No delírio carnavalesco do maranhense, como dizia o verso inicial do samba, “é milenar a invenção do futebol”. Por isso, o que se viu na avenida não foi uma narrativa sóbria sobre a criação inglesa do século 19.
Para Joãozinho, o esporte surgiu quando antigas tribos do atual Afeganistão degolavam inimigos e chutavam suas cabeças. A festa do bumba meu boi mereceu seu próprio carro porque, claro, a bola é feita do couro bovino.
“Não adianta discutir enredo com o Joãozinho Trinta. Ele vai sempre te provar que, na página tal, de um livro escrito há não sei quantos milhares de anos, em aramaico, que só tem um exemplar na Biblioteca Real da Birmânia Superior, existe uma alusão ao fato de que os camelos já jogaram futebol no deserto do Saara”, disse Marcelo Miranda Filho na transmissão da TV Globo.
“Descontando o exagero”, afirmou o comentarista, “nada no enredo é gratuito”. Ele chamou de “espetáculo” o resultado apresentado, apesar da chuva torrencial que castigava a Marquês de Sapucaí.
A avenida se transformou em um rio, o que não tirou a alegria dos componentes. A água tirou, porém, de acordo com a avaliação feita na transmissão da Globo, a afinação dos instrumentos da bateria.
“Você quer ter uma ideia de como a bateria da Beija-Flor ficou prejudicada realmente pela chuva que caiu? Sinta aí”, disse o narrador Fernando Vannucci, chamando a atenção para o som dos surdos.
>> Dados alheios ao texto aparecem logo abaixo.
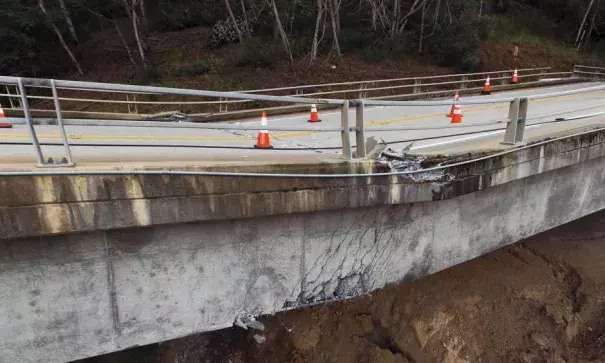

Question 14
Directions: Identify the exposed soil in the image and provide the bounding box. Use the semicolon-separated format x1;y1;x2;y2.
81;210;605;363
73;25;582;90
479;42;578;72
HOMENAGENS RENDERAM QUEDAS E UM VICE-CAMPEONATO
A bateria de Mestre Pelé, com apelido apropriado ao enredo, acabou sendo bem avaliada pelos jurados oficiais. Os dois julgadores do quesito — um deles o jogador Sócrates — aplicaram nota 10. Não foi suficiente para o título, que ficou com a Mangueira.
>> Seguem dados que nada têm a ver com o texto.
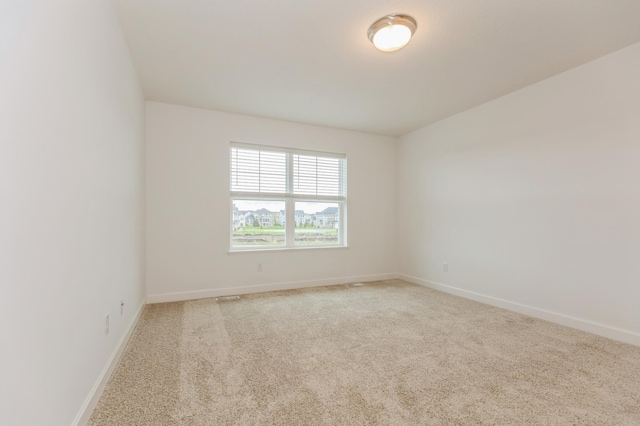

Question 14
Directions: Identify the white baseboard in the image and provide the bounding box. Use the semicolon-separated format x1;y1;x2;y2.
147;273;399;304
399;274;640;347
72;298;147;426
Vice-campeã com “O Mundo É uma Bola”, a escola de Nilópolis foi aquela que mais se aproximou da taça falando de futebol. Nenhuma das demais tentativas conseguiu resultados expressivos, e algumas tiveram avaliações bem ruins. A Tijuca, homenageando o Vasco em 1998, e a Mancha, exaltando o Palmeiras em 2015, acabaram rebaixadas.